Still, the stimulation was hard-won. At 525 genes, M.genitalium has the smallest genome outside of viruses (humans have 20-25,000 genes, by comparison), pared down to extreme minimalism by its life as a parasite. It may be one of the simplest living things we can imagine, but modelling this microbe still took around 1,900 experiments and a lot of borrowed knowledge. “Around half of our model comes from experiments that were done in other bacteria,” says Covert. “There’s no way [the genome] would have been predictive by itself.”

Covert also needed to factor in M.genitalium’s environment. It lives only in the stable environment of our urethra, with no light, and steady temperature. “But even then, it occasionally sees the immune system coming after it and there’s no way of modelling that,” says Covert.

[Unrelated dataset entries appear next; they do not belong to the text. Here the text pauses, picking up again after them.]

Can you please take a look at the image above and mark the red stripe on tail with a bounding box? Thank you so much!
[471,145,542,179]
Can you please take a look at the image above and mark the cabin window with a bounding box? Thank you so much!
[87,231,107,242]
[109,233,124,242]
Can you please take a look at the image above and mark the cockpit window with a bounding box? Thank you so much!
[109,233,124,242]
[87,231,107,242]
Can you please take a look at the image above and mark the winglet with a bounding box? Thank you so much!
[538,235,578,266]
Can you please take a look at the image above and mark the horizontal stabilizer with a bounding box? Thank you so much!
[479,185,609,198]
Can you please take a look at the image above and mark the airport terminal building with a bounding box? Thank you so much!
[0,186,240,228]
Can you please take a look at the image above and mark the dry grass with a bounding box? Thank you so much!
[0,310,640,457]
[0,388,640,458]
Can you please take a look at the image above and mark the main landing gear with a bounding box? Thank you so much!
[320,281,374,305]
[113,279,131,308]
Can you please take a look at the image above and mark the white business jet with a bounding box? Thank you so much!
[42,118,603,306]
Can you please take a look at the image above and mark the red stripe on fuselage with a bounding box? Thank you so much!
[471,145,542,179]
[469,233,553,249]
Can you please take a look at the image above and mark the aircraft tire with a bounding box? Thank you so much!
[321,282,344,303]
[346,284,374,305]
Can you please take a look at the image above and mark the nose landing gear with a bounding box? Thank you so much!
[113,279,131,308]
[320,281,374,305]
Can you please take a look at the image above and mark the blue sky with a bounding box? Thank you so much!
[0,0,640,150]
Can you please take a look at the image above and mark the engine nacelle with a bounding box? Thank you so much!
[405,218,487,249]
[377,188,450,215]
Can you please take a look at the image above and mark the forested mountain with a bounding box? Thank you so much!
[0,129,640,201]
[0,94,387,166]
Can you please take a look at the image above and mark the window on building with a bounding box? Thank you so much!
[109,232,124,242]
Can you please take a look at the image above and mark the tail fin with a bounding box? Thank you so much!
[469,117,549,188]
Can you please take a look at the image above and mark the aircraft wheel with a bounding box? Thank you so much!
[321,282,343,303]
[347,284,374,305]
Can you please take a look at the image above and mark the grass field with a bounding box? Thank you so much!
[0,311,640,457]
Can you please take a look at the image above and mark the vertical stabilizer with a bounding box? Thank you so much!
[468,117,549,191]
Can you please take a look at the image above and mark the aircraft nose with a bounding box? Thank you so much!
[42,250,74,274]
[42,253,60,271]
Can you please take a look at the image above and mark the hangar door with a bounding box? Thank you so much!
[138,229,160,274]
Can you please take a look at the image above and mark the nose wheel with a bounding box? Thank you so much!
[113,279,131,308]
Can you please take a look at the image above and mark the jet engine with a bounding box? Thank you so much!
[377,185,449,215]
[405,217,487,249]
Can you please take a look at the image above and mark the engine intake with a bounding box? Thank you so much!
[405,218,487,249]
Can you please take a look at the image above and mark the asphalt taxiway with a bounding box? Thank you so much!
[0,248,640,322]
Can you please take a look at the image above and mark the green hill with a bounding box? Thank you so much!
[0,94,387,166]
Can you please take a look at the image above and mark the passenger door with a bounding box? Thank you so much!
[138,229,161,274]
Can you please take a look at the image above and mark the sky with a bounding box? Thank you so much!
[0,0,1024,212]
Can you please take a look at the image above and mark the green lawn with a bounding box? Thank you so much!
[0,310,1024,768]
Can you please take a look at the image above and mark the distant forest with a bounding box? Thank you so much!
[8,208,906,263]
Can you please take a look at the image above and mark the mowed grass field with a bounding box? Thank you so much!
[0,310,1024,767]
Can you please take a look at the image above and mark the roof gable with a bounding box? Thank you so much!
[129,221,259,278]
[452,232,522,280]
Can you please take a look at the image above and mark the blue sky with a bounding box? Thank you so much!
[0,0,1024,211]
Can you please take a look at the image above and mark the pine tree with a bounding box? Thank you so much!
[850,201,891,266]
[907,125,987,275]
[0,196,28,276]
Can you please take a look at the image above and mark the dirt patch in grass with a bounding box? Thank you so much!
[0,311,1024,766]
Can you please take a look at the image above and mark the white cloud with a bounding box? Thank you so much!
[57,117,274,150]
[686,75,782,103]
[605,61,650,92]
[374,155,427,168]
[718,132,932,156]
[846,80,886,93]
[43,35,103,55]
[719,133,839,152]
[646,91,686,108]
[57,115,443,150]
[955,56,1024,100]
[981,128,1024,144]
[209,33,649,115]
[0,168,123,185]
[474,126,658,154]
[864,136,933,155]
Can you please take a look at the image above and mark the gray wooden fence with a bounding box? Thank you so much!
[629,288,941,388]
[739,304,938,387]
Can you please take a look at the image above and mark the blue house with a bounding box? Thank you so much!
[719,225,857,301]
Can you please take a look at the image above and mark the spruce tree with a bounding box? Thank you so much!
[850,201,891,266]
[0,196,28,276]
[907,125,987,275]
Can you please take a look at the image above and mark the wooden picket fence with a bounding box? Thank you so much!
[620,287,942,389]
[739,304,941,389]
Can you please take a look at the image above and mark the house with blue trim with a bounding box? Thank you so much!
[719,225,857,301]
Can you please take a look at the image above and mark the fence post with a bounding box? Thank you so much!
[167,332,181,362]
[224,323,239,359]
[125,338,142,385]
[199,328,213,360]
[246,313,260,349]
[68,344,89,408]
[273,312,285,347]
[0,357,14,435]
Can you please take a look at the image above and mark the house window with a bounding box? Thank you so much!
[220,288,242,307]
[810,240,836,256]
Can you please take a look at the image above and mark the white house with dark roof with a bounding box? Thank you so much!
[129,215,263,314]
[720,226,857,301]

The influence of the environment becomes even more crucial for more complex free-ranging organisms. Temperature and acidity affect how proteins behave. The food that an organism consumes, the infections that plague it, and the competitors it interacts with, all affect how it develops, and how its genes are used. Many of these factors leave marks on the genome itself – “epigenetic” tags that dictate the deployment of genes, and can be passed on to the next generation. The environment clearly matters. When making predictions from a genome, the elephant in the room is the room.

Still, Covert’s approach shows one way forward – the dawn of virtual biology. You could sequence a genome, construct a model or simulation, compare that to the real organism, work out the flaws in the model, and rectify those flaws with further experiments. Rinse and repeat. Eventually, you would have a zoo of models. If you have a new genome, start by comparing it to one of the existing simulations and work from there. It’s not quite the black box we envisaged, but it’s something.

If scientists are trying to find fungi or bacteria that can perform a specific job – say, clean up hazardous waste, to produce certain nutrients—it would be valuable to identify such organisms from their genomes alone. “We can use the sequencing to look for phenotypes that are relevant for our objective,” says Nielsen. And if that objective is to artificially design new life-forms, as folks like Craig Venter are trying to do, then prediction becomes essential, rather than wishful. “You’d worry about side effects and you’d want computational tool that can avoid them,” says Covert. “When we talk about rationally designing a new organism, you’d want to predict a phenotype.”

“I doubt we’d ever get to 100% prediction because biology is so variable,” says Jens Nielsen from the Chalmers University of Technology in Sweden. But Kruglyak adds, “I don’t think that in principle, there are any showstoppers that would make it impossible. It would just take a whole lot more work and continued technological development beyond what we can do today.”